Jesse Cook – The Ultimate Jesse Cook (Narada)
Flamenco? Jazz? Worldbeat? Classical? New Age? Guitarist supreme Jesse Cook hits them all, and probably a few other genres, on this two-disc collection. Cook starts off with the rollicking “Mario Takes A Walk,” his fingers flying over the fretboard. The same is true on the following “Air.” He obviously can sizzle, but he’s sensitive too. Case in point: “Breathing Below Surface,” where he extracts maximum voltage from an unusually restrained approach. He gets exotic on “Baghdad” and “Surrender.” And that’s only half of the first disc of this two-CD set. All of his six Narada albums are worth owning, but those who would like to familiarize themselves with his breathtaking acoustic excursions will enjoy this 26-song retrospective, which includes cuts from every album.

Hiromi – Spiral (Telarc)
Japanese-born and America-educated pianist Hiromi may lead what looks like a traditional jazz trio, but don’t be fooled. Though much of her music draws from the likes of Oscar Peterson and Ahmad Jamal, her use of synthesizers and her style takes her to places far beyond. Rather than the traditional route of taking solos from melodies, this music swirls and zips from end to end. And if the music on “Spiral” doesn’t make that clear, there’s the accompanying DVD, which shows Hiromi attacking a synthesizer placed atop her grand piano. Her rhythm section gets in on the act too, supporting her and also going out on their own. Bassist Tony Grey makes the opening title track as much his own as it is Hiromi’s. His rapid-fire staccato solo is impossibly fast and precise, giving way to Hiromi’s gentle solo. She gets her licks in too, of course, as on “Reverse,” yet she never loses her sense of swing.
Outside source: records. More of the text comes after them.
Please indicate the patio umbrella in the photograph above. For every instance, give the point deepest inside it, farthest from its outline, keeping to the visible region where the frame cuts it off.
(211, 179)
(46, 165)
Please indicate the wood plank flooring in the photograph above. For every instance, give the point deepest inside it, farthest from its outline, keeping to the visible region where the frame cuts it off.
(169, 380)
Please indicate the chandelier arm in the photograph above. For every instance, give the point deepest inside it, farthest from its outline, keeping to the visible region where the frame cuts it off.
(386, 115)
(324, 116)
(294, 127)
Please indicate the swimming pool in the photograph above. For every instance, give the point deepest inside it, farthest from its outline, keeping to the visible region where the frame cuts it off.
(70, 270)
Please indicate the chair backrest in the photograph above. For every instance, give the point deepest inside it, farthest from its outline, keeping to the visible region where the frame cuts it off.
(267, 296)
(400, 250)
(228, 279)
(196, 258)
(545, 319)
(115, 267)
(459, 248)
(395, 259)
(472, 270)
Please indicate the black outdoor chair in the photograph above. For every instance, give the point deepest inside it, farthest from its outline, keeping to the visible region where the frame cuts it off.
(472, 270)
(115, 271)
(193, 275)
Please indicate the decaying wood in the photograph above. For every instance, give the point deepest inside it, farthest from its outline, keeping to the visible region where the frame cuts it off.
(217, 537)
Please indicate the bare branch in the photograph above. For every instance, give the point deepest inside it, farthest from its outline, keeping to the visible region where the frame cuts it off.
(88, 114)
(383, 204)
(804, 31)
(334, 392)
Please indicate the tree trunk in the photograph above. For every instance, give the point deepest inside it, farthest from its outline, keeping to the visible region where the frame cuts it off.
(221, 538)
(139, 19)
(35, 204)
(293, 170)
Swing Out Sister – Live (Shanachie)
And you thought the ‘80s were over. Yet Swing Out Sister still fills the airwaves, particularly the smooth jazz stations, though Corrine Drewery and Andy Connell are firmly anchored in the British pop tradition. This live set was originally on their private label and sold on their club tour last summer, but it really bears little resemblance to that band. Keyboardist and co-leader Connell was absent from those shows, but at least the band had a horn section. Given the importance of trumpets and sax on hits like “Am I The Same Girl?” and “Breakout,” the hornless versions on this CD are interesting if not immediately embraceable. Covers of “La La Means I Love You” and “Stoned Soul Picnic” are engaging, and classic SOS tracks like “Forever Blue,” “Am I The Same Girl” and “Twilight World” benefit from the new arrangements.